By Josh White
Date: Tuesday 29 Nov 2022
LONDON (ShareCast) - (Sharecast News) - Titon updated the market on its expected results for the year ended 30 September on Tuesday, as well as on its outlook for the 2023 financial year.
The AIM-traded firm said trading in UK and Europe through to the end of the 2022 period continued in line with its expectations following its 22 July update, as it managed the inflationary environment, the enterprise resource planning (ERP) system implementation, and the supply chain challenges that were present.
However, as a result of the previously-reported weak housing market and the shift in market demand to mechanical ventilation products from natural ventilation in the South Korea market, Titon said its Korean business reported a further decline in results to the group.
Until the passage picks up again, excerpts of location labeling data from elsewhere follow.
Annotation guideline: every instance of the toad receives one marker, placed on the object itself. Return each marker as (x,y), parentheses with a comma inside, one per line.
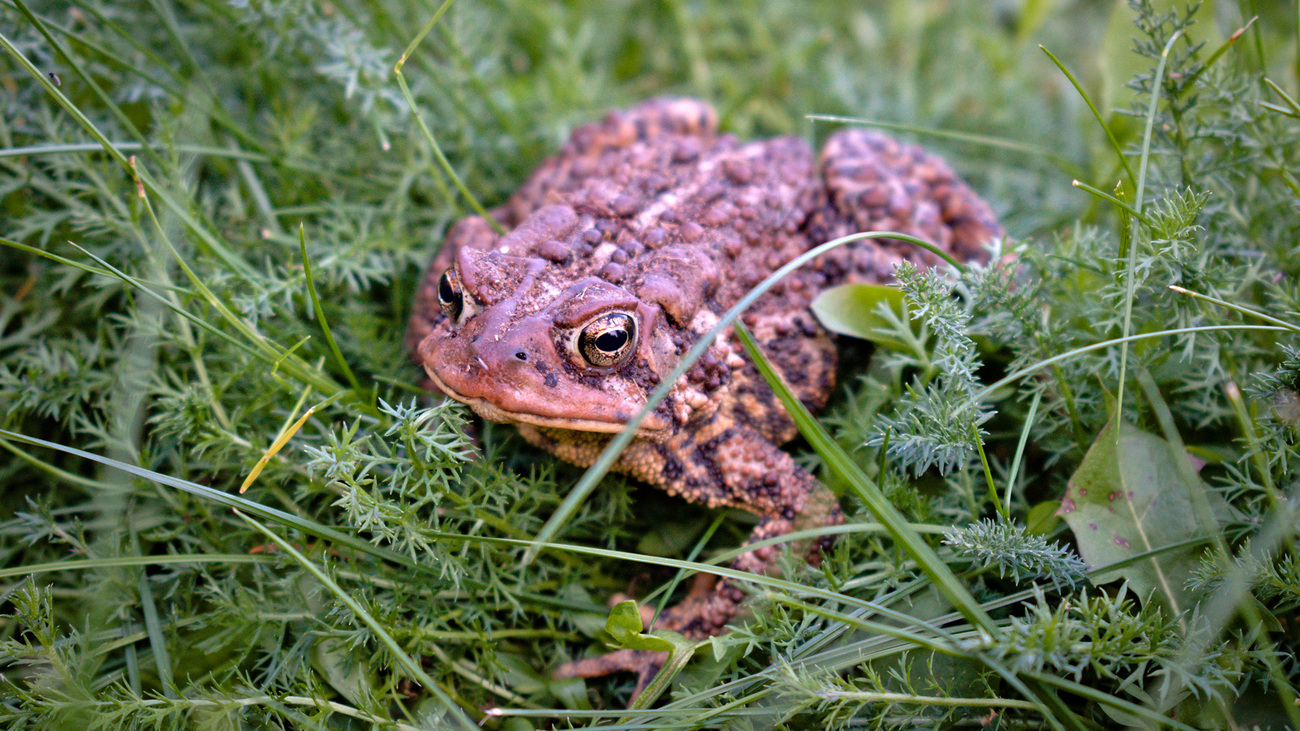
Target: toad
(622,251)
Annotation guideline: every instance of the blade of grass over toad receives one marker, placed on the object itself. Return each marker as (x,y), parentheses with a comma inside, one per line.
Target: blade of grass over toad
(1131,263)
(843,466)
(1096,113)
(395,652)
(623,438)
(320,312)
(265,513)
(1067,167)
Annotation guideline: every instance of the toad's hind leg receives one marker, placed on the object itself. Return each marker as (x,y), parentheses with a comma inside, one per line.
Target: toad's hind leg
(736,467)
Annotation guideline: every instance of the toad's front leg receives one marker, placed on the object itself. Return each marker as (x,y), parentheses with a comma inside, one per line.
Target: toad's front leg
(724,466)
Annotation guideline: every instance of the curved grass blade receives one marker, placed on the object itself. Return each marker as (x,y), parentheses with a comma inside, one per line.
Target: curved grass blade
(320,312)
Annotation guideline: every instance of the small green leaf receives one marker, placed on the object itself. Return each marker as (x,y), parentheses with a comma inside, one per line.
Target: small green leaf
(1129,498)
(624,624)
(854,310)
(1043,518)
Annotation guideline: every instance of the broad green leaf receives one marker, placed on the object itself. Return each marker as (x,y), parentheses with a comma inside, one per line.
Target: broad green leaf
(1129,498)
(854,310)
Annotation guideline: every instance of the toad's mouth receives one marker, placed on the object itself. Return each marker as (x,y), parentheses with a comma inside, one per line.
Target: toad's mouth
(651,424)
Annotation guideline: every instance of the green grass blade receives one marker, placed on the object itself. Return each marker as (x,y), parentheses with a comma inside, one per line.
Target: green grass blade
(414,670)
(226,500)
(1101,122)
(1131,263)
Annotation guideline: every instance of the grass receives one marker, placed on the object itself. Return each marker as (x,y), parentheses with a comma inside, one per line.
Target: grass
(215,215)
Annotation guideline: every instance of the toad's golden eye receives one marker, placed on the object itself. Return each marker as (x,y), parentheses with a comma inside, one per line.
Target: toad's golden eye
(609,340)
(450,298)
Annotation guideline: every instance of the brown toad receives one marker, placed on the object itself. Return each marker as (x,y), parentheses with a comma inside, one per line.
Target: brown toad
(623,250)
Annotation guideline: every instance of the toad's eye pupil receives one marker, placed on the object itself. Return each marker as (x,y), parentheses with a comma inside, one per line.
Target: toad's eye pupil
(450,298)
(609,340)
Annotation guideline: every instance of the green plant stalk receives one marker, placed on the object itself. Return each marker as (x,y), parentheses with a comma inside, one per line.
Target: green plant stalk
(86,78)
(988,475)
(211,243)
(623,438)
(1123,207)
(428,134)
(1131,264)
(1218,52)
(1019,449)
(320,312)
(1110,134)
(280,359)
(1242,308)
(395,651)
(124,561)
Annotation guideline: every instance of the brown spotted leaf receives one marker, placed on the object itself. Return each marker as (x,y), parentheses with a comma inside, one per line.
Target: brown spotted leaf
(1130,497)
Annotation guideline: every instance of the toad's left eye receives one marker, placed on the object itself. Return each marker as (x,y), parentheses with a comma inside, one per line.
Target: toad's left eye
(609,340)
(450,298)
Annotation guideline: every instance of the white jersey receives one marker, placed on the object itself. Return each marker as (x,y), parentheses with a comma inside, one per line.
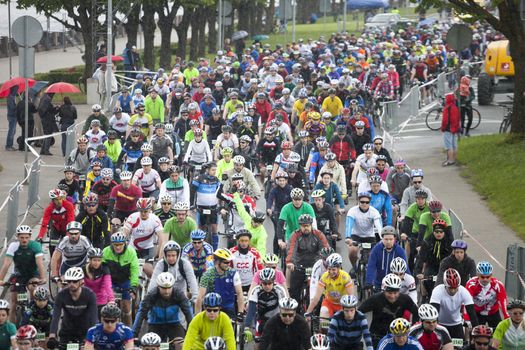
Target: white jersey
(450,306)
(146,182)
(142,232)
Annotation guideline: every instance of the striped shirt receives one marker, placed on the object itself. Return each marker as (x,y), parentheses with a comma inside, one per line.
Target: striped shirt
(349,334)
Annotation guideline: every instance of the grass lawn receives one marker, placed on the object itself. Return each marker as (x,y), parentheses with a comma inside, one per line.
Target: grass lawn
(494,166)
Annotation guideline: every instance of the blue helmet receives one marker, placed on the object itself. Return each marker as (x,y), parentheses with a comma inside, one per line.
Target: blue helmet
(212,300)
(198,235)
(484,268)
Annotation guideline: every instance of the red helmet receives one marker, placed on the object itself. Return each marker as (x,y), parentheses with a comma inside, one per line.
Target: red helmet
(451,278)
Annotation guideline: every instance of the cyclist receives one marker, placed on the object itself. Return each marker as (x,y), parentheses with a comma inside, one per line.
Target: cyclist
(180,268)
(386,306)
(361,221)
(459,261)
(287,330)
(76,308)
(399,267)
(304,247)
(97,277)
(94,222)
(176,186)
(162,306)
(28,259)
(109,333)
(481,337)
(489,295)
(349,327)
(430,334)
(181,226)
(449,298)
(210,323)
(382,256)
(334,284)
(142,227)
(398,337)
(263,302)
(509,333)
(123,265)
(199,253)
(56,217)
(123,197)
(71,251)
(223,280)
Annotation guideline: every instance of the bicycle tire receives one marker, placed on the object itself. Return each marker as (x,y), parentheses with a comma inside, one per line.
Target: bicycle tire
(476,119)
(433,119)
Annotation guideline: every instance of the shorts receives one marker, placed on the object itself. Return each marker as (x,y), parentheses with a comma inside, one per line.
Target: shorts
(331,306)
(123,288)
(450,141)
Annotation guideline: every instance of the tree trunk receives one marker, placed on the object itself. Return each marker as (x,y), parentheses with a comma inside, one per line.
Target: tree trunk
(132,25)
(148,25)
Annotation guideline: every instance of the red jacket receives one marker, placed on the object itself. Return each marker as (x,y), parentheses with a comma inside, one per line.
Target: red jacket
(61,217)
(450,121)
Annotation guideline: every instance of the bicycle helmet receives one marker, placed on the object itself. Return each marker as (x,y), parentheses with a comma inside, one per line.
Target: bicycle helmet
(223,254)
(118,237)
(305,219)
(482,331)
(484,268)
(126,175)
(267,274)
(74,274)
(150,339)
(435,206)
(334,260)
(24,229)
(144,204)
(212,300)
(391,283)
(74,226)
(270,259)
(459,244)
(427,312)
(41,293)
(214,343)
(27,332)
(197,235)
(399,326)
(319,342)
(398,265)
(288,303)
(421,194)
(451,278)
(95,252)
(165,280)
(111,311)
(318,193)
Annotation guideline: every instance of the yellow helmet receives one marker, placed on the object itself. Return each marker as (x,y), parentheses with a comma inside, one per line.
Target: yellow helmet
(224,254)
(399,326)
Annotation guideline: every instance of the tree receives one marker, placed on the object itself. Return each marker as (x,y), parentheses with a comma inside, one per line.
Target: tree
(510,24)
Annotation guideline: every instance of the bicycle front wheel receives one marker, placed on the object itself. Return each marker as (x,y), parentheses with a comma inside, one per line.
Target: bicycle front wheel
(476,118)
(433,119)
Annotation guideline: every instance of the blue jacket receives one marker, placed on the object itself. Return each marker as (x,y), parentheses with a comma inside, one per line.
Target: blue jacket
(379,263)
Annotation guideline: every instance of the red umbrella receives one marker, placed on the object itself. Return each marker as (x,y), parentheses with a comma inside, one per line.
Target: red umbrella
(62,88)
(113,59)
(20,82)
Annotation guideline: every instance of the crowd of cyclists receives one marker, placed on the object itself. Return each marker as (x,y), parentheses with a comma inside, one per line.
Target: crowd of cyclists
(156,232)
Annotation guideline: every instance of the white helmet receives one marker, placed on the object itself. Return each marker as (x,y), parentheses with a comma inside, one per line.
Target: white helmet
(398,265)
(74,274)
(427,312)
(165,280)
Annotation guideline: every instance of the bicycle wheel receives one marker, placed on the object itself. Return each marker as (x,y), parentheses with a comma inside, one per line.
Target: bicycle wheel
(433,119)
(476,118)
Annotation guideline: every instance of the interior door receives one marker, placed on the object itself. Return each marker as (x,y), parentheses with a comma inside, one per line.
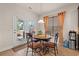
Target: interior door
(18,31)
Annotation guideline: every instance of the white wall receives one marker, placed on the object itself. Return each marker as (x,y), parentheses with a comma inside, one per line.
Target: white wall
(71,18)
(7,11)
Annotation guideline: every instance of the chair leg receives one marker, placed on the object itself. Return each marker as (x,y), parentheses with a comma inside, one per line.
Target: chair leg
(57,50)
(27,51)
(54,51)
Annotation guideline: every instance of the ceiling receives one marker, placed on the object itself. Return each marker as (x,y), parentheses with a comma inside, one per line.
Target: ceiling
(40,8)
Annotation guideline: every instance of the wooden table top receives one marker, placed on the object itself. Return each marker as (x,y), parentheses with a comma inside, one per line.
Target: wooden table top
(43,36)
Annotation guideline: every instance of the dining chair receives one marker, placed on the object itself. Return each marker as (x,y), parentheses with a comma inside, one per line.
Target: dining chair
(54,44)
(33,44)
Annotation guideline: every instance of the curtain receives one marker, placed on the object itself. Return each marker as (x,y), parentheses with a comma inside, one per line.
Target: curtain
(46,24)
(61,22)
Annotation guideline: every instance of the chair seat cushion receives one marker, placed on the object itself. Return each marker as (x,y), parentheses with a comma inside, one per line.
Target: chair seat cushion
(34,45)
(50,44)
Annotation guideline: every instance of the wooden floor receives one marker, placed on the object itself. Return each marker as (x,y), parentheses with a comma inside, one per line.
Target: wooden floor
(62,51)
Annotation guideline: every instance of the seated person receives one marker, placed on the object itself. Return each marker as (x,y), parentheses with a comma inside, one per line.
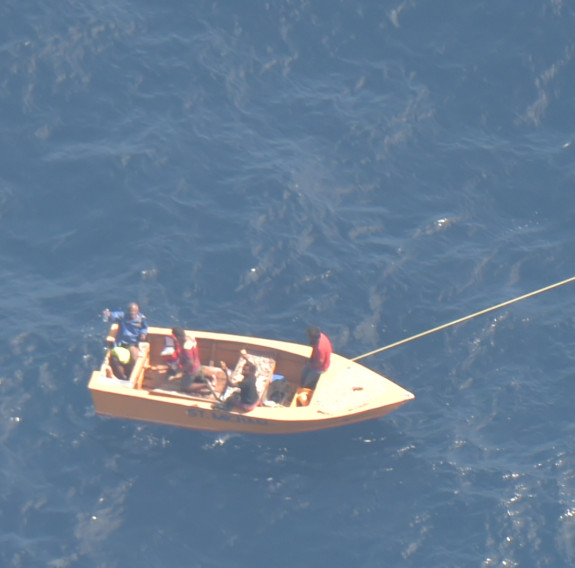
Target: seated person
(183,358)
(133,327)
(121,362)
(246,396)
(319,360)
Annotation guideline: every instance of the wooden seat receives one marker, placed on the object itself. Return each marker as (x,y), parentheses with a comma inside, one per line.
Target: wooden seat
(139,369)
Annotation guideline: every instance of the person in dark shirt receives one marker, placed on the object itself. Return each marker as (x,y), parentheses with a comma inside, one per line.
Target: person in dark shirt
(246,397)
(320,357)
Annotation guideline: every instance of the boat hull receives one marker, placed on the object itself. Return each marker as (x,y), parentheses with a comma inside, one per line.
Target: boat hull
(347,393)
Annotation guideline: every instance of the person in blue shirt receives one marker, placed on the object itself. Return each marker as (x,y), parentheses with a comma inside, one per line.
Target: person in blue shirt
(133,328)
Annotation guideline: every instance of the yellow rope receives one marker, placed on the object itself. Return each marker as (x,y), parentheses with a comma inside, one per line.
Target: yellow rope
(460,320)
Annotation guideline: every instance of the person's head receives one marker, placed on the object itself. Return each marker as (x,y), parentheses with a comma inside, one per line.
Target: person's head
(249,369)
(133,310)
(313,334)
(179,334)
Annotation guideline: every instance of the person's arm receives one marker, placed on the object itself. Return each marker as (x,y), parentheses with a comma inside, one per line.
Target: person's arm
(144,329)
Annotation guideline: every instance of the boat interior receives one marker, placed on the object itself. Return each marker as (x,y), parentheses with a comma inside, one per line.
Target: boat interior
(278,372)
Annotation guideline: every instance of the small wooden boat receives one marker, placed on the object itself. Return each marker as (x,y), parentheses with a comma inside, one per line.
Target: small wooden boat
(347,393)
As a result, Titon said it now expected that the group's overall underlying loss before tax and exceptional items would be "moderately larger" than previously anticipated.
The group's financial results for the 2022 financial year were still subject to the completion of its audit, with the board expecting to publish them in January.
Trading in the first two months of the 2023 financial year, meanwhile, were also in line with expectations in the UK and Europe.
While supply chain shortages had eased, the group said it was still managing inflationary margin erosion through customer price increases, material cost savings and internal efficiencies.
The group said it had increased the output of ventilation system products as supply shortages eased, adding that it had invested to increase capacity for its hardware products to satisfy the increased demand resulting from the building regulation changes in June.
In the UK and Europe, Titon said it currently expected to report a loss before tax and exceptional items in the first half, but anticipated returning to profitability in the second half.
While full-year results overall would be "somewhat lower" than previous expectations, Titon said it expected 2023 would show a full-year improvement in performance when compared to its expected 2022 results.
Having filled key management vacancies, Titon said it now had a "strong and experienced" leadership team, whose focus was to improve business performance.
In addition, it said it had an ongoing strong order book with customers.
Titon Korea was expected to remain lossmaking in the 2023 period due to the challenging market conditions, as the group was yet to see significant sales of mechanical ventilation products launched in response to the shift in demand in that market.
The group said it was maintaining a "healthy" balance sheet, with no indebtedness.
Group cash at year-end on 30 September was £1.7m.
Following the investment in its inventory holding during the 2022 financial year in a bid to mitigate the previous supply chain issues, a strategic focus in 2023 will be to reduce its inventory holding to normalised levels, to match order book demand and maximise liquidity and overall working capital.
"After a challenging year, we are comforted that the UK and Europe business performed in line with our revised expectations and has had a reasonable start to the new financial year," said chief executive officer Alexandra French.
"However, we are obviously disappointed to report that overall, the group's trading performance for the full year will be lower than previously indicated due to the poor performance of our Korean subsidiary.
"From a UK and European perspective, we now have a strong leadership team in place who have defined a clear vision for the business, and we are confident that this will enable us to deliver stability and ultimately a return to profit in these regions in the second half of 2023."
French said Titon Korea's return to profitability was now likely to be in the medium-term, as it develops its position in the mechanical ventilation market, with the firm therefore evaluating options for streamlining the corporate structure and operations of the business.
At 1613 GMT, shares in Titon Holdings were down 12.35% at 71p.